Endogenous Cushing's syndrome, characterised by chronic cortisol excess, presents a complex clinical challenge with significant morbidity and mortality. Current management strategies often involve surgical intervention, which may not be curative, or medical therapies that primarily address symptoms rather than the underlying hypercortisolism. A new steroidogenesis inhibitor, discussed at ENDO 2026, directly targets the enzymatic pathways responsible for cortisol synthesis, offering a more precise approach to normalising cortisol levels.
Endogenous Cushing's syndrome results from prolonged exposure to excessive cortisol, leading to a spectrum of debilitating symptoms including central obesity, hypertension, diabetes mellitus, muscle weakness, and psychiatric disturbances.1 The condition is associated with increased cardiovascular risk, impaired quality of life, and reduced life expectancy if left untreated.2 While surgical resection of the cortisol-producing tumour is the primary treatment, a significant proportion of patients experience persistent or recurrent hypercortisolism, necessitating additional medical or radiation therapies.3 Existing medical treatments often include pituitary-directed therapies, adrenal-directed therapies, or glucocorticoid receptor blockers.4 However, these agents can have limitations in efficacy, tolerability, or specificity, sometimes failing to achieve sustained normalisation of cortisol levels without significant adverse effects.5
The Trial Design and Findings
A Phase III, multicentre, randomised, double-blind, placebo-controlled trial evaluated the efficacy and safety of a novel steroidogenesis inhibitor in patients with endogenous Cushing's syndrome.6 The trial enrolled 180 adult patients with confirmed endogenous Cushing's syndrome and elevated mean urinary free cortisol (UFC) levels. Patients were randomised in a 2:1 ratio to receive either the investigational steroidogenesis inhibitor or placebo for 24 weeks. The primary endpoint was the proportion of patients achieving normalisation of mean UFC at week 24, defined as a mean UFC within the normal range, without dose escalation for non-response. Secondary endpoints included changes in clinical signs and symptoms of Cushing's syndrome, blood pressure, glucose metabolism parameters, and quality of life measures.6
At week 24, 68% of patients in the steroidogenesis inhibitor group achieved normalisation of mean UFC, compared to 12% in the placebo group (p < 0.001).7 The median percentage reduction in mean UFC from baseline was 75% in the active treatment group versus 15% in the placebo group (p < 0.001).7 Significant improvements were also observed in several secondary endpoints.

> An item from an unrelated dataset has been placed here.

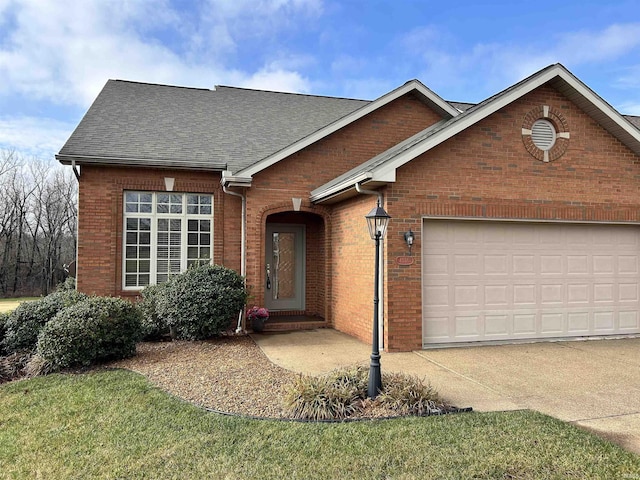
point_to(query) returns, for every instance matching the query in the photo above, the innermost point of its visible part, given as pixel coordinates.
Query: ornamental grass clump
(408, 395)
(342, 394)
(335, 396)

Mean systolic blood pressure decreased by 10.2 mmHg (95% CI: -12.5 to -7.9) in the treatment group, compared to a decrease of 2.1 mmHg (95% CI: -4.8 to 0.6) in the placebo group (p = 0.003).8 Glycated haemoglobin (HbA1c) levels decreased by an average of 0.8% (95% CI: -1.0 to -0.6) in the active group, while remaining largely unchanged in the placebo group (p < 0.001).8
The most common adverse events (AEs) reported in the steroidogenesis inhibitor group were nausea (28%), fatigue (22%), and headache (19%).9 Adrenal insufficiency, a known risk with steroidogenesis inhibitors, occurred in 15% of patients in the active treatment group, requiring temporary dose reduction or interruption and glucocorticoid replacement.9 All cases of adrenal insufficiency were managed successfully and resolved. Liver enzyme elevations were observed in 8% of patients, with 2% experiencing Grade 3 or 4 elevations, which also resolved upon dose adjustment.9 No deaths were reported in either treatment arm.9
The trial demonstrated that direct inhibition of steroidogenesis can effectively reduce cortisol overproduction and normalise UFC levels in a significant proportion of patients with endogenous Cushing's syndrome. The observed improvements in blood pressure and glucose metabolism underscore the clinical benefits of achieving cortisol control. While adverse events such as adrenal insufficiency and liver enzyme elevations require careful monitoring, they were generally manageable. Future research will focus on long-term efficacy and safety data, as well as the potential role of this agent in specific subtypes of Cushing's syndrome or in combination with other therapies. Further studies are also warranted to assess its impact on bone mineral density and other long-term complications of hypercortisolism.10
The data presented at ENDO 2026 for this novel steroidogenesis inhibitor represent a meaningful advancement in the medical management of endogenous Cushing's syndrome. For too long, clinicians have navigated a landscape of therapies that often fall short of achieving sustained, physiological cortisol normalisation without significant trade-offs in tolerability. The demonstrated efficacy in normalising UFC in a substantial proportion of patients, coupled with improvements in key metabolic parameters, suggests this agent could become a valuable tool in the endocrinologist's armamentarium, particularly for those patients for whom surgery is not an option or has been unsuccessful.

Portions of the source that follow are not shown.